Class LlmQuotaRegistry

java.lang.Object
org.mockserver.llm.LlmQuotaRegistry

public class LlmQuotaRegistry extends Object
Process-wide, stateful request quota for LLM responses — a fixed-window rate limiter. Unlike the probabilistic 429 in LlmChaosProfile, this is deterministic and stateful: it counts how many requests have hit a named quota within the current time window and reports when the limit is exceeded, so a test can drive an agent into a hard rate-limit (e.g. "the 4th call in 60s gets 429").

Quotas are keyed by name, so several expectations that share a quotaName share one counter (model an upstream account limit), while distinct names are independent. State is held in a ConcurrentHashMap and each acquire is an atomic per-key update, safe under concurrent requests.

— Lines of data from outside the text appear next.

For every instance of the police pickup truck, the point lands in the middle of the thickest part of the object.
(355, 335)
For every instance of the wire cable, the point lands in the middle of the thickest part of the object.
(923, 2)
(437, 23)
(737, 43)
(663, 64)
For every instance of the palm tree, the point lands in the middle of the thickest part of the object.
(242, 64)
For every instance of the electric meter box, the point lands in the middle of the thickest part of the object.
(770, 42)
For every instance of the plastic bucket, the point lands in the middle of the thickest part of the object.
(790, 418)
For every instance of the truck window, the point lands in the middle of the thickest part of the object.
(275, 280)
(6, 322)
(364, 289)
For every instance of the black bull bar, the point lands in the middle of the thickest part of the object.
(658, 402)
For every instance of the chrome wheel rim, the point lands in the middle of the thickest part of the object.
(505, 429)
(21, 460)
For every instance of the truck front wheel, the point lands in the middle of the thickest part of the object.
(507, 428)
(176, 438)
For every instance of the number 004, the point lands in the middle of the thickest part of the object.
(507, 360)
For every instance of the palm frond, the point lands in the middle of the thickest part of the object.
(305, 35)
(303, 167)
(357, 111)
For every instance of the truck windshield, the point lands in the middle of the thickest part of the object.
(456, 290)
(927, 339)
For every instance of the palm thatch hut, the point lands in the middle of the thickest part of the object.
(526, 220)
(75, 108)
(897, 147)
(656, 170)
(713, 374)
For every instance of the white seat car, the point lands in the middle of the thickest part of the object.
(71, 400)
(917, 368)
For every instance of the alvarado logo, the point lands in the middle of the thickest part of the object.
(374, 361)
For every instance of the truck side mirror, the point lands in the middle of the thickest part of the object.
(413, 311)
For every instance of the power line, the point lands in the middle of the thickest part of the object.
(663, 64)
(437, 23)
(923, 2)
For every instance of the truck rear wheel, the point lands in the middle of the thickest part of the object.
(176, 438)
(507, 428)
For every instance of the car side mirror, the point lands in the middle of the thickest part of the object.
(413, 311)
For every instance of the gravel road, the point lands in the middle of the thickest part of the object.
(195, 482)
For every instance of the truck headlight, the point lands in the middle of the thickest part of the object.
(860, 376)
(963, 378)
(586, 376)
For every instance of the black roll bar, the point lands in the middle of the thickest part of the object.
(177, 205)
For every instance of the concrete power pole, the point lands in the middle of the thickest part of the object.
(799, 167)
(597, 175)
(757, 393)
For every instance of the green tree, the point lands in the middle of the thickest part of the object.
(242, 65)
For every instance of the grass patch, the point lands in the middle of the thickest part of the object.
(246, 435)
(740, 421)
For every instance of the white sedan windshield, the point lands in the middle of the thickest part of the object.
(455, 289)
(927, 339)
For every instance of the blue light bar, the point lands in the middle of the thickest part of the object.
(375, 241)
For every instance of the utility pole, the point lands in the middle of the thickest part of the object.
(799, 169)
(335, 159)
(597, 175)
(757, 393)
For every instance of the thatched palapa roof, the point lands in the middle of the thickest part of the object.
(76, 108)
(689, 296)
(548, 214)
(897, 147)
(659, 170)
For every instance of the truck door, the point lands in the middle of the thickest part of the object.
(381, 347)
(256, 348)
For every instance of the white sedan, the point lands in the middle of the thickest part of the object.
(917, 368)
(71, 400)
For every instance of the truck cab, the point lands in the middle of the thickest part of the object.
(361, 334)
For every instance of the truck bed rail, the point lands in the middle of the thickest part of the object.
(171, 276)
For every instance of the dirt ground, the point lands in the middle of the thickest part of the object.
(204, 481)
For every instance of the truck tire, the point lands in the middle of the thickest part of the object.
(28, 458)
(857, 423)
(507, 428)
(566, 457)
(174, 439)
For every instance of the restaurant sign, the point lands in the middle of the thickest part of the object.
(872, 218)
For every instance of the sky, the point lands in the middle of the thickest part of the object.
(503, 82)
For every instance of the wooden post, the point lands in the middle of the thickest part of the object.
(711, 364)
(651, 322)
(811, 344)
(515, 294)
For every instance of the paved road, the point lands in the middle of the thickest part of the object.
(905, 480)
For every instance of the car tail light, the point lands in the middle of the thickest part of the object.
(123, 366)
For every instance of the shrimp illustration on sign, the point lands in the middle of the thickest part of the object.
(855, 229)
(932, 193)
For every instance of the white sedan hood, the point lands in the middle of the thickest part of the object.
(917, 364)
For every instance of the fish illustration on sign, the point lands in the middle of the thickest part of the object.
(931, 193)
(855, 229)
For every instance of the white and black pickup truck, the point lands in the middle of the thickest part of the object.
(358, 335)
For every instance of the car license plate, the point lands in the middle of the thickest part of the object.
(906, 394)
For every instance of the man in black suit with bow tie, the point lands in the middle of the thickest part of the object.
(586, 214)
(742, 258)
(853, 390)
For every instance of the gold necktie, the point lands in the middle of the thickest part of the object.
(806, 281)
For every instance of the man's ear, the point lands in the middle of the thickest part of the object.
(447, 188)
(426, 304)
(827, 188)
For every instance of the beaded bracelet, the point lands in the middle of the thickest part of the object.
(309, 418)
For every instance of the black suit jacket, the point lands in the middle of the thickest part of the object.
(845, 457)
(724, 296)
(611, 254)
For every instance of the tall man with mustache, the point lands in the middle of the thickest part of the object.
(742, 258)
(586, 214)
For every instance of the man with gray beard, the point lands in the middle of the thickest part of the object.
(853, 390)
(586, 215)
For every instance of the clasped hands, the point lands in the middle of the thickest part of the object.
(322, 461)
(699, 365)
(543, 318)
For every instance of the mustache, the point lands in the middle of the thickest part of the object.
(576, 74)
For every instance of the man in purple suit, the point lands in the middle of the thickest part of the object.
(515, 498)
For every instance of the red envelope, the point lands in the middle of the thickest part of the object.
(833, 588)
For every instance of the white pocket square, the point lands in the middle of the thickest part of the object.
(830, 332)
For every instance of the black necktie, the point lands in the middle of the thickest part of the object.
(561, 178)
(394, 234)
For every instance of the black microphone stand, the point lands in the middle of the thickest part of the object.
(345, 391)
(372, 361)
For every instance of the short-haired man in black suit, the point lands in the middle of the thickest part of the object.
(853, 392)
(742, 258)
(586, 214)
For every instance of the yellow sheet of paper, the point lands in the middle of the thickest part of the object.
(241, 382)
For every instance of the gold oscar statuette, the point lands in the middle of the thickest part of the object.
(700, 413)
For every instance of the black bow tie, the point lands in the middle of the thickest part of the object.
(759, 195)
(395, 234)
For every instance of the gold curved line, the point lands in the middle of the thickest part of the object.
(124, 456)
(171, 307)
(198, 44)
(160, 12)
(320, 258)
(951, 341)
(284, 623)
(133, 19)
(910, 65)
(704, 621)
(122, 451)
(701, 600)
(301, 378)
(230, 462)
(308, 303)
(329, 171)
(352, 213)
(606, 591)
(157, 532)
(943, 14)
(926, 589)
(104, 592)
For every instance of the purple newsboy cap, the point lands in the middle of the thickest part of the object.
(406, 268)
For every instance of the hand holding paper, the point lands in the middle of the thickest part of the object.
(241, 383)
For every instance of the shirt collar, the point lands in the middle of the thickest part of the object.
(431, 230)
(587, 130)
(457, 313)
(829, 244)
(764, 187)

The time source is injectable so window behaviour is unit-testable without sleeping; production uses System.currentTimeMillis().

  • Constructor Details

    • LlmQuotaRegistry

      public LlmQuotaRegistry(LongSupplier clock)
  • Method Details

    • getInstance

      public static LlmQuotaRegistry getInstance()
    • tryAcquire

      public boolean tryAcquire(String name, int limit, long windowMillis)
      Record one request against the named quota and report whether it is allowed.

      Fixed-window semantics: the first request in a window starts it; the window expires windowMillis after it started, after which the next request starts a fresh window. A request is allowed when the in-window count (including itself) is at or below limit.

      Returns:
      true if the request is within the quota, false if it exceeds the limit for the current window.
    • reset

      public void reset()
      Clear all quota state. Called on server reset and for test isolation.